There are several surgical techniques performed in the pharynx, which clear the airway and decrease its collapsibility. Older techniques, such as uvulopalatopharyngoplasty [28], which were widely performed in the 1980s and 1990s, without any criteria for patient selection, have demonstrated over the years controversial results and high incidence of side effects and sequelae [29]. In recent decades, with the best knowledge of the pathophysiology of OSA and seeking to decrease the rates of adverse effects, new surgical techniques have emerged, which act more on the pharynx lateral walls, sparing the midline, such as lateral pharyngoplasty and expander pharyngoplasty, among others [30]. Recently, criteria for a better selection of patient candidates for surgical treatment have been valued, seeking better success rates. Friedman staging [31], which uses modified Mallampati, palatine tonsil size, and body mass index to classify patients, has been used in the selection of patients for the indication of pharyngeal surgeries.

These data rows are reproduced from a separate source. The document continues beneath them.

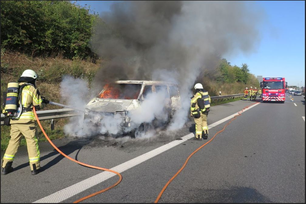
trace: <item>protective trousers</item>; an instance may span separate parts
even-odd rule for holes
[[[199,118],[195,118],[196,123],[196,138],[199,139],[202,138],[202,132],[208,134],[208,128],[207,127],[207,114],[203,114],[201,113],[201,116]]]
[[[31,170],[38,169],[40,168],[40,153],[38,148],[38,141],[36,135],[36,123],[32,122],[11,124],[11,139],[3,157],[2,168],[4,168],[8,162],[13,161],[14,160],[20,145],[22,135],[24,136],[27,142]]]

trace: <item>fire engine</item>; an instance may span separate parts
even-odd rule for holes
[[[287,88],[287,82],[285,78],[265,77],[260,82],[260,88],[263,89],[263,102],[281,101],[285,102],[285,89]]]

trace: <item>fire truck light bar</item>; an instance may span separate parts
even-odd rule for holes
[[[278,78],[265,78],[265,80],[282,80],[282,78],[280,78],[280,77],[278,77]]]

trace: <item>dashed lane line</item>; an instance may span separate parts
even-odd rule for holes
[[[256,103],[243,110],[242,112],[241,111],[239,112],[242,112],[249,110],[254,106],[260,104]],[[208,129],[212,128],[218,125],[229,120],[237,115],[238,112],[228,117],[220,120],[208,126]],[[175,140],[168,144],[163,145],[155,149],[145,153],[140,156],[128,161],[121,164],[119,164],[111,168],[112,170],[119,173],[122,173],[132,167],[145,161],[147,160],[165,152],[180,144],[185,142],[186,140],[194,137],[193,133],[190,133],[181,138],[182,139],[180,140]],[[79,193],[94,186],[106,180],[117,176],[114,173],[107,171],[104,171],[96,175],[91,176],[82,181],[74,184],[65,188],[55,192],[50,195],[43,198],[33,203],[58,203]]]

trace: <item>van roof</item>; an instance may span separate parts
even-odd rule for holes
[[[118,83],[141,84],[143,85],[147,84],[162,84],[177,85],[176,84],[174,83],[167,82],[166,81],[141,81],[136,80],[128,80],[125,81],[116,81],[115,82],[115,83]]]

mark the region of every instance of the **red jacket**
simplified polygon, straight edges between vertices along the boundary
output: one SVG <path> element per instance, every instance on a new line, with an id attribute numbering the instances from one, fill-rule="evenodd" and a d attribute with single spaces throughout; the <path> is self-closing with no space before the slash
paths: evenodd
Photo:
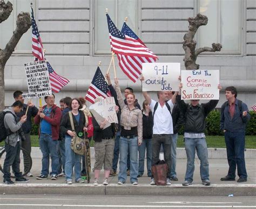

Minimally invasive palatal procedures are different surgical modalities (soft palate radiofrequency, palatal implants, and sclerotherapy), which can be performed on an outpatient basis with local anesthesia and have as objectives the increase of the tonus and the stiffening of the soft palate leading to the improvement of the snoring. They are indicated in patients with primary snoring or mild OSA and, generally, in individuals with normotrophic or amygdalectomized palatine tonsils, with contraindication for use of oral device and history of intolerable PAP therapy [32]. The results are variable; usually, there is an improvement of snoring in the short term; however, the success rate decreases in the medium and long term.

In the hypopharynx, procedures performed at the base of the tongue are indicated in cases of suspected collapse in this region with increased volume of the base of the tongue, mainly increased lingual tonsil. When indicated, these procedures are often performed in association with other surgical procedures (multilevel surgeries).

4.3 Hypoglossal Nerve Stimulation

The genioglossus muscle, innervated by the hypoglossal nerve, is one of the main dilating pharynx muscles and is directly involved in the pathophysiology of OSA, contributing to prevent the pharynx from collapsing during sleep. In recent years, a new treatment modality has been proposed, in which a hypoglossal nerve stimulator is implanted unilaterally and is able to synchronize stimuli with respiratory effort, preventing the collapse of the pharynx that leads to respiratory events during sleep [33]. The results seem promising; however, it is a high-cost treatment, and more long-term studies are needed to better evaluate its results.

4.4 Skeletal Surgery

Several skeletal procedures are performed for the treatment of OSA, such as suspension of the hyoid bone, advancement of the genioglossus muscle, and maxillomandibular advancement. The first two are usually performed in association with other procedures in multilevel surgeries. Maxillomandibular advancement is a treatment that presents excellent results in the treatment of OSA [34] and is generally indicated for patients with accentuated OSA who were unable to adapt the CPAP or in patients with other grades of OSA who present significant skeletal abnormalities.